RICHARD LOMUSCIO PHOTO
Sculptor Mary Anne Moy and her African parrots Ito and Faust.

As I sat soaking up the sun last week at Shell Beach, I heard some rustling around the wrapping on my sandwich. Some small pooch was trying to have a snack. Before I could complain, the dog’s owner came by and apologized. I rose from my beach chair and noticed that she was camped out some 100 feet from me with two parrots.

This was a first for me so I decided to find out more about the parrots’ owner.

Mary Anne Moy is a sculptor with a lovely home on Lakeview Drive. She has a home in New York that she shares with her psychiatrist husband, two dogs and two parrots. And Mary Anne is a big-time animal lover.

The parrots she brought to the beach are African Gray Parrots. “Ito” is female and “Faust” is a male. They are 20 and 22, respectively. They are also very sociable. I saw Mary Anne sharing some of her pie with Ito very casually. When I asked why they did not fly away, she told me that she has their wings clipped in the warmer weather.

One time in the cooler weather a few years ago Faust (his clipped wings had grown back) decided to do some exploring.

“Well, he flew into a swampy area and I tried to follow him up to my waist in mud,” she said, adding that she thought she had lost him.

“So I called my friend Laurene Meehan who is somewhat of an expert on birds,” Mary Anne explained.

Laurene went to where Faust was last seen and made some bird calls.

“Before long he flew out of the woods onto my arm,” she said. 

When she asked him why he flew away, Faust replied, “I don’t know.”

Mary Anne said she learned something about birds and Teflon the hard way.
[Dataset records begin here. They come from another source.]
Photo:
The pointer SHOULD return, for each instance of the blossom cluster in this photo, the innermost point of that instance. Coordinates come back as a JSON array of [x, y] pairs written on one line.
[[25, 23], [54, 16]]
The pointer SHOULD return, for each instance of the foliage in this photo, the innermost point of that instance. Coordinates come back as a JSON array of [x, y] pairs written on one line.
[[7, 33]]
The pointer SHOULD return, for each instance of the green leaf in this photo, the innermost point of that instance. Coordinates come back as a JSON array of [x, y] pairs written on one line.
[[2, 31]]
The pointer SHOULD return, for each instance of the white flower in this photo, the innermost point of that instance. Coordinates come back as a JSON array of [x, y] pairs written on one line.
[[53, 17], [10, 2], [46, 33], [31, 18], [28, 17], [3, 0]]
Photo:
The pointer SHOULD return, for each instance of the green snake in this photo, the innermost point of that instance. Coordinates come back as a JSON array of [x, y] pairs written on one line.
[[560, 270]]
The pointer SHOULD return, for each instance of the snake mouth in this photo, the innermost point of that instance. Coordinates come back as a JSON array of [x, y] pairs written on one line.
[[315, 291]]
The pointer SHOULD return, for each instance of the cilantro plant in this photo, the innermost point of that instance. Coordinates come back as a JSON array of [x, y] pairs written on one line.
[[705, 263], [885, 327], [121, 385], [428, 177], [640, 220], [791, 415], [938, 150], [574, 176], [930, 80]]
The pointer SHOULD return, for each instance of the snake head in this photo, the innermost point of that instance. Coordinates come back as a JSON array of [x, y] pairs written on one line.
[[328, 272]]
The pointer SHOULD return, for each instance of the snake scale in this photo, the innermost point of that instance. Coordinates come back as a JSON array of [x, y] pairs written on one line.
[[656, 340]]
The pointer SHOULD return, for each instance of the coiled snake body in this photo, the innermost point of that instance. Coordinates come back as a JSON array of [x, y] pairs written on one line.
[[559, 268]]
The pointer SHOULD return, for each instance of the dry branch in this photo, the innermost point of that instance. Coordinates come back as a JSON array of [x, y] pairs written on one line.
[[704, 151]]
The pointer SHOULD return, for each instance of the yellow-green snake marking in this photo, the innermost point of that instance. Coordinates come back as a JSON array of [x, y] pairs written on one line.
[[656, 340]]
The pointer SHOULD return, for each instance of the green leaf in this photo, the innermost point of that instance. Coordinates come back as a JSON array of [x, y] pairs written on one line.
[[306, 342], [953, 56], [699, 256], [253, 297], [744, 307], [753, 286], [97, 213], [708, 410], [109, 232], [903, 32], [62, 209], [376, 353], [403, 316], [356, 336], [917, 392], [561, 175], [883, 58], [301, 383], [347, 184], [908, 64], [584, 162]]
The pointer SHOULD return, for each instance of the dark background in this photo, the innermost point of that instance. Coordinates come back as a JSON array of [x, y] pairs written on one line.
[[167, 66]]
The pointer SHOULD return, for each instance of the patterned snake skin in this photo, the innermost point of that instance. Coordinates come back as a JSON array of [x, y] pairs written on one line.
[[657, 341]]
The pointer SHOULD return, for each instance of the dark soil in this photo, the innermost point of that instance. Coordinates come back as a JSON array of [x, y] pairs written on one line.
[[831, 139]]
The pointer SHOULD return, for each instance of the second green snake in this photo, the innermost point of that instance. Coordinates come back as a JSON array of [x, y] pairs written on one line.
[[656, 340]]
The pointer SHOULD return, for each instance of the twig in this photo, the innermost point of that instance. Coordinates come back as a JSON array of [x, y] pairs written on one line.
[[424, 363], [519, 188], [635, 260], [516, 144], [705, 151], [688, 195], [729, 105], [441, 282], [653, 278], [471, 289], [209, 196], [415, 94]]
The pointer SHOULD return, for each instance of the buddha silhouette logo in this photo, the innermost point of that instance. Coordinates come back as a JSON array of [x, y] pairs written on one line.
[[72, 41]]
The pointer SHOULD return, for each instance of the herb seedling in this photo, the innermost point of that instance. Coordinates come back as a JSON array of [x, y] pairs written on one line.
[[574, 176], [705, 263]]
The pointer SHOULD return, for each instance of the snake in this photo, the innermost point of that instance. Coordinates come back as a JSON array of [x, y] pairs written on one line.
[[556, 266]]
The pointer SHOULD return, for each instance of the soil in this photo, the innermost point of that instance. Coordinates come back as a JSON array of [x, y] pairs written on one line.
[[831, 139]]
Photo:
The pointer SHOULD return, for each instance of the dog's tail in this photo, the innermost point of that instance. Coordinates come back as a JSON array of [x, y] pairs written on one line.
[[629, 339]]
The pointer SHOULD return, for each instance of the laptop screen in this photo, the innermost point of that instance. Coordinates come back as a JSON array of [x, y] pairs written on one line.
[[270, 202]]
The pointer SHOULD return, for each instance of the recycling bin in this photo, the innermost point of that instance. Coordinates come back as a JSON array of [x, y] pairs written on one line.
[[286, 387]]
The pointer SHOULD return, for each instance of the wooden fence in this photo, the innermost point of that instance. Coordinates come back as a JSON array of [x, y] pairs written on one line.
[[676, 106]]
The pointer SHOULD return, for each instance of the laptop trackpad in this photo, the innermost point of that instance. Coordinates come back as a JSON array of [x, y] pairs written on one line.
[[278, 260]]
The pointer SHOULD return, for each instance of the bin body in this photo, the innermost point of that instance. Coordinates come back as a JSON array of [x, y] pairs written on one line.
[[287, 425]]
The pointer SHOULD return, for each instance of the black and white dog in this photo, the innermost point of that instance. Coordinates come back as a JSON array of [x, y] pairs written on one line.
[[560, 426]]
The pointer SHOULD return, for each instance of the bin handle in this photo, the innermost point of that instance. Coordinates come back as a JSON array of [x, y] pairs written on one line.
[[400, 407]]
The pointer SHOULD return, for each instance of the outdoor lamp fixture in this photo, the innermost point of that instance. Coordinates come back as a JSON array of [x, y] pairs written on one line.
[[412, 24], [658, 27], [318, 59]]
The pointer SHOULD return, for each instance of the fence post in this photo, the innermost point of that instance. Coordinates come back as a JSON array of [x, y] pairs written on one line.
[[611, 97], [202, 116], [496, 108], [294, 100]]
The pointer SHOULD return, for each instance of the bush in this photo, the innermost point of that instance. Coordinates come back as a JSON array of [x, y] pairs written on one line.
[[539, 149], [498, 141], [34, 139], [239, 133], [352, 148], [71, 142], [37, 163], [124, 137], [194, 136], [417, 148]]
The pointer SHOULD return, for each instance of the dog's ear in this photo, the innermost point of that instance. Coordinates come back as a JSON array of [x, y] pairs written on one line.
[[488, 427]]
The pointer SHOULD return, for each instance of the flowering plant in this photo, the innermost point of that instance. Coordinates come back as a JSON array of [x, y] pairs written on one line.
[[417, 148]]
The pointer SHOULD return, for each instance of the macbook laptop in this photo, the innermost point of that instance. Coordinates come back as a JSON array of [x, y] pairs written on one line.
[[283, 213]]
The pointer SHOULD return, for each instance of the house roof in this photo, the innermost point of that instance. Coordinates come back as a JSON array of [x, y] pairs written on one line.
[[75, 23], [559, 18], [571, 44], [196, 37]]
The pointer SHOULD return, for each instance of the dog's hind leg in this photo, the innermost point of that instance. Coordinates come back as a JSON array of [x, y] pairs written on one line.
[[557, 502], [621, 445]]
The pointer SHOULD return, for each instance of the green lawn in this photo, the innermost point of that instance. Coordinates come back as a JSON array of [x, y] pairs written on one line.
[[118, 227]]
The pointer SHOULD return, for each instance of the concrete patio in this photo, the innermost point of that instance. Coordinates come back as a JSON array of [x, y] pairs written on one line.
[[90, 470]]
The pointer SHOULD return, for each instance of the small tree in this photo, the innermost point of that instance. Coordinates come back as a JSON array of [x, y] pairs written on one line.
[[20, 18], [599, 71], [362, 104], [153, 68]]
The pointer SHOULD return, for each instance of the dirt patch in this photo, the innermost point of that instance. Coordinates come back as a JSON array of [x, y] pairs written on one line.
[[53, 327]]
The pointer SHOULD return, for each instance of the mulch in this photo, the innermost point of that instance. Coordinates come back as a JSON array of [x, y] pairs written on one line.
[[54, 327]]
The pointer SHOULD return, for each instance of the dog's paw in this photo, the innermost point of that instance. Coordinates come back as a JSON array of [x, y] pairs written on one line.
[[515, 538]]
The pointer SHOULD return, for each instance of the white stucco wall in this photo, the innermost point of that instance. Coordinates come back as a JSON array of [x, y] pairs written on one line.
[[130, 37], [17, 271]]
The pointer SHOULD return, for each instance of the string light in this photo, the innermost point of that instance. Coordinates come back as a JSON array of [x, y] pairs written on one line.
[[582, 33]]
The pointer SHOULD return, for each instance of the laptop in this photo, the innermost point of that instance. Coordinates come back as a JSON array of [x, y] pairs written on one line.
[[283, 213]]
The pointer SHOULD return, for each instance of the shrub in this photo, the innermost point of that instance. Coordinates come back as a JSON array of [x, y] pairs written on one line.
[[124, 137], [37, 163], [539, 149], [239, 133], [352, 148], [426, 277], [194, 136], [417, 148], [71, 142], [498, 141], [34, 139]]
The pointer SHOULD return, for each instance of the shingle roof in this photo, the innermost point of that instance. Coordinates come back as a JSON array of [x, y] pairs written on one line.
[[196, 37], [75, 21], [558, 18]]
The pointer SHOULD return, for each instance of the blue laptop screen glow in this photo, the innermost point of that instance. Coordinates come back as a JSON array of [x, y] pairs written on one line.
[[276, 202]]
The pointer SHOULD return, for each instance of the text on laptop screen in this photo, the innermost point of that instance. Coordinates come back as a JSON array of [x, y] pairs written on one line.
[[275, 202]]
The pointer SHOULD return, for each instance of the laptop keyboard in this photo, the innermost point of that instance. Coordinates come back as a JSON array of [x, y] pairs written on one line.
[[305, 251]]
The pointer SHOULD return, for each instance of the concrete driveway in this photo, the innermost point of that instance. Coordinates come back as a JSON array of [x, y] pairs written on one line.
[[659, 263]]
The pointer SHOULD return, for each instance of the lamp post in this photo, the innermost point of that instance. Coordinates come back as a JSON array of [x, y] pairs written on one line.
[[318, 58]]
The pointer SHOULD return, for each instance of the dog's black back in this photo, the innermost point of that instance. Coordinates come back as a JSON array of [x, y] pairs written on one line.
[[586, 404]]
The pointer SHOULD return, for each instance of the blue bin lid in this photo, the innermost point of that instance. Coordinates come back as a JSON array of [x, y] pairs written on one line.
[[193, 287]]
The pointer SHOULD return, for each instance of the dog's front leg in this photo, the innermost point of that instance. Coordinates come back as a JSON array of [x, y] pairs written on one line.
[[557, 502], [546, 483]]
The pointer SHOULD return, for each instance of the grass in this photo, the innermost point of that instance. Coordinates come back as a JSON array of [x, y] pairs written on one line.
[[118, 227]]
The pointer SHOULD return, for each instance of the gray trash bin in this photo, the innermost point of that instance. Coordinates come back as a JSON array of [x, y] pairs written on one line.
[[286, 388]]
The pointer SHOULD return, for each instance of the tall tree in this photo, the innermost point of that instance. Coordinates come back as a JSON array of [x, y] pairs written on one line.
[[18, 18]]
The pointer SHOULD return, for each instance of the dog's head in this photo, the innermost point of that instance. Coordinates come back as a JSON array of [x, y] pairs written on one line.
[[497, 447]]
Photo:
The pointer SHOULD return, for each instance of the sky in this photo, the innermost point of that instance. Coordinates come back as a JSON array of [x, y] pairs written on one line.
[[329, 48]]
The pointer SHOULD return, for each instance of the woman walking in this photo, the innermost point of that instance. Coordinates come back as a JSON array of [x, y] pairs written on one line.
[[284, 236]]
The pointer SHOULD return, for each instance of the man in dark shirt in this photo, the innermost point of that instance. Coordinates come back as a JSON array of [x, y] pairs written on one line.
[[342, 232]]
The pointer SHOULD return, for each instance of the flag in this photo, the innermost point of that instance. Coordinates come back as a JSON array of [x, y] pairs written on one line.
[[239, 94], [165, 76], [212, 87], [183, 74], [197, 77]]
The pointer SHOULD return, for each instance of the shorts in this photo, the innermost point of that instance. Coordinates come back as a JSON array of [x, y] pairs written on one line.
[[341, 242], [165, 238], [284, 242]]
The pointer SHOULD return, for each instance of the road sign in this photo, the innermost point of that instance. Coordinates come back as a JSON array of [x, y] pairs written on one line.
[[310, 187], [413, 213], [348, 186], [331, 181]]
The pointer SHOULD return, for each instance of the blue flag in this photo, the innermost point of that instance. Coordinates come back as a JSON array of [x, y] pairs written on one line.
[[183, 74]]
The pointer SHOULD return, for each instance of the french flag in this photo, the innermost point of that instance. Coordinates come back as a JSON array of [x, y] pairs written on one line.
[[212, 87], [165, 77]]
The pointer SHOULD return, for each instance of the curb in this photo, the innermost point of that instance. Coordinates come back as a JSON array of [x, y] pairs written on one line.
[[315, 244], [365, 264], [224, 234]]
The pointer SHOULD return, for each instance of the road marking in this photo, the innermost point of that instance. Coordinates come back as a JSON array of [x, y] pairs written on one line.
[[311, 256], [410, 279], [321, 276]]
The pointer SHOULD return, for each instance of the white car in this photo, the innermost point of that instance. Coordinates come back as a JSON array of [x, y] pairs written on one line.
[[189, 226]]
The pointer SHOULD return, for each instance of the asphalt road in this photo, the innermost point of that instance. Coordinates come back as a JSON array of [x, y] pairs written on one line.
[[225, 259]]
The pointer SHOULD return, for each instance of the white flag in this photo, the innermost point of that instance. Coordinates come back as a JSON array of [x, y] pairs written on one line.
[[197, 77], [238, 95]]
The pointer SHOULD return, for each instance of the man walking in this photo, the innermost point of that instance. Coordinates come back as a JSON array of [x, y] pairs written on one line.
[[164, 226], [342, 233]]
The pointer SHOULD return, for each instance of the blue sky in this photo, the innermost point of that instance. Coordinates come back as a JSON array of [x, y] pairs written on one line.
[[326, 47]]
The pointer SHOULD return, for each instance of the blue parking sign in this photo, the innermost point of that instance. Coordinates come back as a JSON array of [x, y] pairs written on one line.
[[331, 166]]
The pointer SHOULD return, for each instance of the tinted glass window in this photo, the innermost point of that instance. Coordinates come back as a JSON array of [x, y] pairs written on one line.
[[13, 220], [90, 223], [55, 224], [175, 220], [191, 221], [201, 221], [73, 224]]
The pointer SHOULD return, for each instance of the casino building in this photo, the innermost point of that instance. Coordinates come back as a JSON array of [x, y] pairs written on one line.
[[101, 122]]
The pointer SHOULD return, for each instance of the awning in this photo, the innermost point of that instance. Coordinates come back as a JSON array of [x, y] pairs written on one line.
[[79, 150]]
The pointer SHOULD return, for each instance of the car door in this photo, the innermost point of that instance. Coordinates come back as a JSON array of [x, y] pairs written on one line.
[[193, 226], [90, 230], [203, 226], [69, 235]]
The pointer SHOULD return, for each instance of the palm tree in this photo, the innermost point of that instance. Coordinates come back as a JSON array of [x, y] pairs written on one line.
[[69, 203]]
One morning her husband was boiling water for coffee in a Teflon coated saucepan. The boiling water sent a mist into the air that killed her parakeet and two cockatoos.

“I got rid of all Teflon-coated pots and pans after that,” she said.

Describing these parrots as great mimics, she told me about adopting Ito a few years back. An older couple could no longer take care of her so Mary Anne jumped in.

“I had to be very careful because she frequently said to visitors, “Move your fat ass,” she recalled, adding that her house is very quiet except for classical music.

Mary Anne, a native New Yorker, describes herself as a product of the city’s diversity and blending of cultures.

“I am half Puerto Rican and half Chinese and a graduate of the city school system,” she noted, having been educated at city public schools and Hunter College.

Mary Anne maintains a studio in New York and teaches sculpting at the Art Students League. A few of her life-size works can be seen on the grounds around her Island home.